Come ricorda il quotidiano finanziario americano, il rapporto tra Barclays e la Premier League è datato 2001. L’accresciuta popolarità del campionato inglese, soprattutto in Asia e Africa, ha portato a consistenti ritocchi dell’esborso da parte dell’istituto verso la federazione d’Oltremanica. Nel 2011, Barclays passava al calcio d’Inghilterra 27,5 milioni di sterline a stagione (circa 33 milioni di euro al cambio attuale). Il contratto attuale, siglato nel 2012, prevede invece un assegno da 40 milioni di sterline all’anno, circa 48 milioni di euro.

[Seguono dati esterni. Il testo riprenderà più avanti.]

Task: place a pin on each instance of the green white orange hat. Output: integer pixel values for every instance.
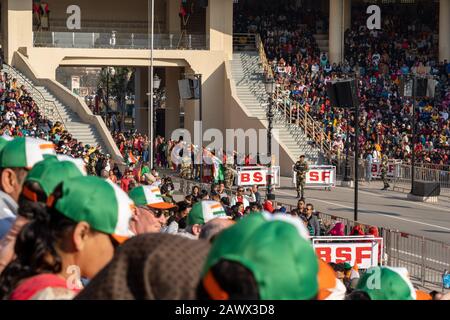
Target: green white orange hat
(25, 152)
(76, 161)
(49, 173)
(387, 283)
(204, 211)
(4, 140)
(149, 196)
(276, 250)
(101, 203)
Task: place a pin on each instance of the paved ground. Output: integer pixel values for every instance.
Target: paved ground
(392, 210)
(382, 208)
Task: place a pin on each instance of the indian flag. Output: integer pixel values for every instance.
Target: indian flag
(218, 169)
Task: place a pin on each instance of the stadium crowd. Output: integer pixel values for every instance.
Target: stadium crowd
(378, 58)
(61, 225)
(83, 229)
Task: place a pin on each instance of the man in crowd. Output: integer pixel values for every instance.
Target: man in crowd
(301, 168)
(313, 222)
(201, 213)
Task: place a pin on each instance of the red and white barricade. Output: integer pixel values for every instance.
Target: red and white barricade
(364, 251)
(254, 175)
(318, 176)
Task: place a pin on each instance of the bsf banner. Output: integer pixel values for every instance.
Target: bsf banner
(392, 164)
(318, 176)
(249, 176)
(363, 251)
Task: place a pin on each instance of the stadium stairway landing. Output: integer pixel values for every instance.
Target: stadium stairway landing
(248, 77)
(86, 127)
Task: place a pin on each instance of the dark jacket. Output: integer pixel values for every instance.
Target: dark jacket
(313, 222)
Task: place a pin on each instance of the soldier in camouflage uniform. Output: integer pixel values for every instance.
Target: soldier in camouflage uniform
(300, 168)
(384, 171)
(229, 172)
(186, 164)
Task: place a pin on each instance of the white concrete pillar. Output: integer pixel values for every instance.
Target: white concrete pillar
(17, 27)
(444, 30)
(173, 23)
(172, 118)
(347, 14)
(336, 34)
(141, 100)
(219, 26)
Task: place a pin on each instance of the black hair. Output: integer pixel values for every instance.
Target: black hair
(225, 201)
(32, 209)
(203, 194)
(35, 246)
(235, 279)
(358, 295)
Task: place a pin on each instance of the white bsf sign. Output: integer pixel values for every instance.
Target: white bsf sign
(365, 252)
(249, 176)
(392, 165)
(318, 176)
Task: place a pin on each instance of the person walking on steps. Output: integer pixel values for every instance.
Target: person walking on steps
(300, 168)
(384, 171)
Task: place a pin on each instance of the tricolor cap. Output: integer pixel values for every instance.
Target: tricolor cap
(103, 205)
(4, 140)
(387, 283)
(276, 250)
(76, 161)
(149, 196)
(25, 152)
(330, 288)
(49, 173)
(204, 211)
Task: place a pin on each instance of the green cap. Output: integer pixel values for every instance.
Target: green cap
(204, 211)
(149, 196)
(103, 205)
(51, 172)
(387, 283)
(25, 152)
(276, 249)
(4, 140)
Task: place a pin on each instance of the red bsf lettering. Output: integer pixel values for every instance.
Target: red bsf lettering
(363, 253)
(257, 177)
(245, 177)
(344, 254)
(324, 254)
(324, 175)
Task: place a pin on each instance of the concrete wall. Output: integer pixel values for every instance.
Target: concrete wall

Spending review dopo lo scandalo Libor

Molte sponsorship, che riguardano anche il team sudafricano di rugby, una serie di tornei di golf e il golfista Phil Mickelson, erano state definite dall’ex numero uno di Barclays, Robert Diamond, nel tentativo di accrescere la visibilità e la reputazione dell’istituto britannico sia in patria che all’estero. Proprio l’ultimo accordo sulla Premier League venne annunciato a pochi giorni di distanza dalla multa da 453 milioni di dollari che l’istituto ha versato per transare con le Autorità sul caso del Libor, la manipolazione dei tassi d’interesse interbancario che è esplosa come un terremoto nella finanza mondiale portando alle dimissioni dello stesso Diamond.

Tagli anche al bike sharing di Londra

Il nuovo management londinese ha deciso di far piazza pulita del passato, soprattutto attraverso l’imposizione di uno stile più sobrio, anche alle sponsorizzazioni. In questa operazione ne ha fatto le spese anche il programma che ha permesso di diffondere il bike sharing a Londra, supportato proprio da Barclays: dopo aver iniettato 25 milioni di sterline nel progetto, la banca ha deciso che dal 2015 smetterà di foraggiare le bici condivise dai londinesi.